In Syria, decree 121 specifically bans organisations working for women's rights, but many women's groups and associations have met informally in private places for years. In this podcast, women from four different organisations based in Damascus speak to Jane Gabriel about their efforts to improve the status of women through research, campaigning and education. Some are working with social surveys of public opinion; others are in dialogue with moderate religious leaders. All of them are trying to get the personal status and punishment codes reformed. As activist Mouna Ghanem says "it is very very discriminatory....for example the punishment of rape, whereby if the man rapes a woman and decides to marry her he will not be punished, they don't really ask the women if she wants to marry this man or not, she just has to marry him because he raped her, so she is the victim twice".

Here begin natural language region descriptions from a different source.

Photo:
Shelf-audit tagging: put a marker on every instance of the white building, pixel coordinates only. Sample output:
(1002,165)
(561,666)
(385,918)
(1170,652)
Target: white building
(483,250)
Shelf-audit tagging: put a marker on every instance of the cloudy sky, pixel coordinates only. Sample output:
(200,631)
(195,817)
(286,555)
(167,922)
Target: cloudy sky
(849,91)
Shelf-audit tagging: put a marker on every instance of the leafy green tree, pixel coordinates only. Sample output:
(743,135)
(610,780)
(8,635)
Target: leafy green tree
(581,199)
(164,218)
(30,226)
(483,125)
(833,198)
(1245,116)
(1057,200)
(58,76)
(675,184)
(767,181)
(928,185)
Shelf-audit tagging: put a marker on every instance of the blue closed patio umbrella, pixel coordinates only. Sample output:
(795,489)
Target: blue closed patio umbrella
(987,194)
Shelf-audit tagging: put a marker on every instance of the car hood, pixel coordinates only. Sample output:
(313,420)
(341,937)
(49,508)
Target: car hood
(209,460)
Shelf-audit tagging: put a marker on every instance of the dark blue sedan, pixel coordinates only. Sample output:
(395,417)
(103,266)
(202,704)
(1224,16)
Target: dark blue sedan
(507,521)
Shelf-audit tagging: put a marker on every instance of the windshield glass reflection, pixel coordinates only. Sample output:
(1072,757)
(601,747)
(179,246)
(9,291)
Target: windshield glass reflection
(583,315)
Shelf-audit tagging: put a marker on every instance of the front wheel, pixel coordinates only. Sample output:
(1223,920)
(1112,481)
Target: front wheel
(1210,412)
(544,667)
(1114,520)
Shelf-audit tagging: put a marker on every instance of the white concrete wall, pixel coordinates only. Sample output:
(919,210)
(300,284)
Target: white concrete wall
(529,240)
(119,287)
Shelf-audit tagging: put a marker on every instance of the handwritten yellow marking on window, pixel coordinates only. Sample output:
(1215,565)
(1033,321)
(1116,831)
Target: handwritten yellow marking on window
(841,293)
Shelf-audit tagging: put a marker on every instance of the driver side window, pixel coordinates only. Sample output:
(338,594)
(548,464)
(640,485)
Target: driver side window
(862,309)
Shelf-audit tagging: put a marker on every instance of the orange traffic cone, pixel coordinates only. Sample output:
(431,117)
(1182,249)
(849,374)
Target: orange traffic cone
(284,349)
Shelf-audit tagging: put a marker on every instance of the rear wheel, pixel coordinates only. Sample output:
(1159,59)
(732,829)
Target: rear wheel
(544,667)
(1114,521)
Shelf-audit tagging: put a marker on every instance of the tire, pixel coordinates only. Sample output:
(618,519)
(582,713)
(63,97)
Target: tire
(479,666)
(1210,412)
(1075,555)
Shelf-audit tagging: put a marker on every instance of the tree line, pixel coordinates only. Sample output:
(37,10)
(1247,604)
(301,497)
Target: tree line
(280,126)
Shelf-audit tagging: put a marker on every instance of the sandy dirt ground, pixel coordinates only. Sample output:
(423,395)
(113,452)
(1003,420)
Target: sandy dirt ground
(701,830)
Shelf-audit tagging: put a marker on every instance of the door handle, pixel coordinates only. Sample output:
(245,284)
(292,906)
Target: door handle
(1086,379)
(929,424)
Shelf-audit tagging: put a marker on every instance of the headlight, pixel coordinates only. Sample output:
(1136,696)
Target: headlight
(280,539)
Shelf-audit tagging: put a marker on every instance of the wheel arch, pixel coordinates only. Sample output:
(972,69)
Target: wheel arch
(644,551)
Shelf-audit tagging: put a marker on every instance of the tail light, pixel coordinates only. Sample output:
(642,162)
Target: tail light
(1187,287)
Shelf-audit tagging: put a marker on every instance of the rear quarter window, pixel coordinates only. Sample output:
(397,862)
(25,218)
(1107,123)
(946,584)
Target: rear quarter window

There is some support for improving women's rights from the Syrian government, but at the same time more space is being given to conservative religious authorities in the public arena who are profoundly opposed to CEDAW. The association of ‘women's rights' with an American agenda and the invasion of Iraq also remains firmly embedded in the public mind. Syrian women are finding it harder and harder to make any progress to have women's rights recognised as human rights, but say "the fight doesn't stop: this is not the end of the story".
Also: One man's battle for women's rights: NESA SYRIA - a national campaign to end "honour killing"
Three years ago Bassam AlKhadi left his job as a journalist working on a national paper and launched Nesa Syria, a website dedicated to recognizing women's rights as human rights and campaigning for the repeal of article 548 which permits ‘honour killing'. Known as the Syrian Women Observatory, the goal of the organisation is to conduct a nationwide dialogue to make the issue of honour killing a national priority.
Nesa Syria is based on the principle that women's rights are human rights and works to promote citizenship. The organisation is building a network of organisations and NGO's committed to building a civil society in which women and men are equal.Partners in the campaign come from different ethnic, cultural and religious backgrounds, media personnel and governmental organizations.
There are no official figures for the number of women killed in "honour crimes" in Syria, but researchers believe that there are between 200 and 300 women killed every year. The main reasons given for the murders are marrying a man not approved of by the woman's family, suspicion of sexual activity (whether the woman is married or single) and the desire to obtain property belonging to the woman.
An on-line petition to repeal article 548 has been signed by 10,254 women and men to date. More than twenty five seminars and workshops have been convened and last month for the first time a national forum on honour crimes was held to debate honour killing, it was attended by lawyers, religious authorities, government employees and men and women working to promote women's rights. The forum concluded with a recommendation that article 548 be repealed. Following the workshop, Nesa Syria said "The challenge now is to implement the recommendations of the national forum and to work against all forms of violence and discrimination against women. We know that this requires a lot of work and may not happen in a short time, but we believe it is possible to achieve if we work on a basis of trust".